By Sung Lee
Administrator Rajiv Shah published the USAID’s second annual letter on Friday. The letter highlighted the USAID’s recent initiatives to elevate development and how those efforts have been integrated into America’s key diplomatic and national security priorities. Elevating development means, “we have to focus on seizing pivotal opportunities to build resilience to disasters, boost global agricultural production and improve child survival,” said Administrator Shah.
Although development is full of competing priorities, the US must invest in agricultural development to help small farmers to increase productivity and build resilience to climate change. “The majority of the very poor and hungry are farming families who tend small plots of land. For most poor people in the world, tending the land is one of the only ways to earn money and feed their families. That’s why almost every country that has emerged as a developed economy has done so by increasing the productivity of its farms. Economic growth means agricultural growth in those countries, almost by definition, accounting for more than 25 percent of GDP. Just a one percent gain in agricultural production can generate a four percent increase in the purchasing power of the poor. To put it simply: if you care about fighting poverty, then you should care about boosting harvests.” The letter is available on USAID website and can be downloaded here.
Farmers Battle Water Scarcity as Food Demand Grows, UN Says, Bloomberg, March 12
Farmers will need 19 percent more water by 2050 to meet increasing demands for food, much of it in regions already suffering from water scarcity. The UN Food and Agriculture Organization has said food output must rise 70 percent by 2050 to feed a world population expected to grow to 9.3 billion from 7 billion now and as increasingly rich consumers in developing economies eat more meat. A quarter of world farmland is “highly degraded” by intensive agriculture that has depleted water resources, reduced soil quality or increased erosion, according to the agency.
Standing Up for Africa, Wall Street Journal, March 12
A farmer in his spare time, Mr Obasanjo has become a vocal advocate of agricultural reform and has called on African leaders to prioritize food security following a year in which drought-induced food shortages spread throughout the Horn of Africa. "African agriculture needs, in some cases, good management to increase efficiency throughout the value chain, and to modernize and make productivity gains, and in some cases it requires additional capital too," he says.
Food Security: Our Daily Bread, Guardian, March 11
Australian scientists have just tested a new strain of wheat that could increase yields in saline soils by 25%.Just 11% of the planet's land surface is suitable for agriculture, and a lot of this land is being steadily degraded by salination.
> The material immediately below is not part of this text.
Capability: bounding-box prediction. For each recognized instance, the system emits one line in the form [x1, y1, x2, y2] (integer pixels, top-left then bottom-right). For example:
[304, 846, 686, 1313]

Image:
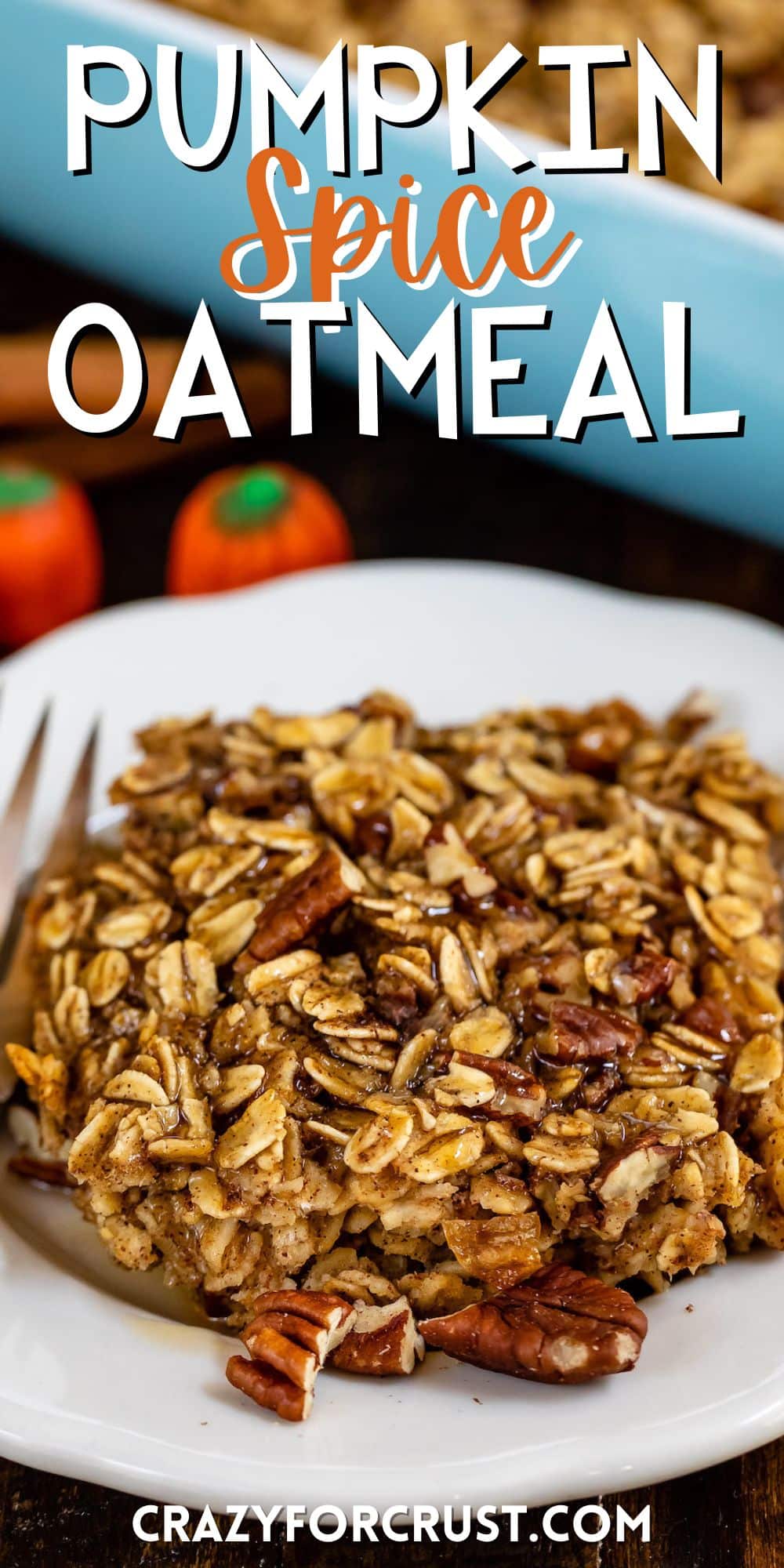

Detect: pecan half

Salts tend to accumulate wherever soils are irrigated, and ever higher tides will mean that huge tracts of now fertile estuary farmland – for instance in the Nile delta, and in Bangladesh – are increasingly at risk from catastrophic flooding or slow poisoning with brine. Extremes of heat, too, tend to depress crop yields.
U.S. Exports to China Boom, Despite Trade Tensions, Washington Post, March 11
With a richer China showing a growing appetite for U.S. products, the flow of goods includes an increasing volume of American soybeans, cars, airplanes and medicine — and even garbage that can be mined for copper and aluminum. Overall, U.S. exports to China are up nearly 50 percent in value since 2008.
West Africa Needs $69.8 in Aid to Avert ‘Full-Scale’ Food Crisis – UN, Vanguard, March 10
The United Nations food agency FAO appealed for an extra $69.8 million (53.2 million euros) to aid 790,000 vulnerable households in the drought-hit Sahel region in West Africa. FAO said at least 15 million people were at risk of food insecurity in the Sahel, including around 5.4 million in Niger, 3.6 million in Chad, 3.0 million in Mali, 1.7 million in Burkina Faso and 850,000 in Senegal.